Especially when I was home with Zoe as a baby, my lens to the world was through catalogs. J.Jill, Pottery Barn, Pottery Barn Kids, Garnet Hill, Sundance. I’d welcome their arrival in the mailbox with exhuberance and sit down to read them only when I knew I’d have a quiet moment. And I’d let myself into that tranquil catalog and away from the grimy countertops in my kitchen or the spit-up that was drying on my shoulder. In catalog-land everything was pristine and hip and arty and perfect. Mark used to tell me that these catalogs were lifestyle crack–attractive, addictive, and ultimately eternally elusive. He’d point out to me that every model in every shot was doing exactly nothing. In fact sometimes the models were quite literallly navel-gazing. The catalogs were not just marketing clothes, furniture, etc., they were marketing an absurd life of infinite leisure.

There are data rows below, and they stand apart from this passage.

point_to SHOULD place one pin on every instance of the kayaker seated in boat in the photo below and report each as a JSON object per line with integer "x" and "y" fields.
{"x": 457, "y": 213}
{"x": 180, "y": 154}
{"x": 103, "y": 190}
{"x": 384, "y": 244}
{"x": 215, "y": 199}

Today as I was running back into the house at 4:30 p.m., having left at 7 a.m., preparing to leave again at 5:15, I grabbed the mail. In it, was a Sundance catalog. It’s been a while since I’ve dived headfirst into this particular bit of nonsense, but apparently it’s been long enough for the “lifestyle crack” tag to be abundantly clear to me. Perhaps it’s because, (as much as I love to do my crafty little things around the house) I have absolutely no interest in a life of infinite leisure knowing that I’m simply not cut out for it, but the cover actually made me laugh out loud it was so over the top. Here it is. A woman standing in her flowing artsy dress barefoot on the top of a perfectly hip Jeep painting at an easel in the desert. Is it not hysterical? Really, who thinks of these things?
Please… roll your eyes with me, will you?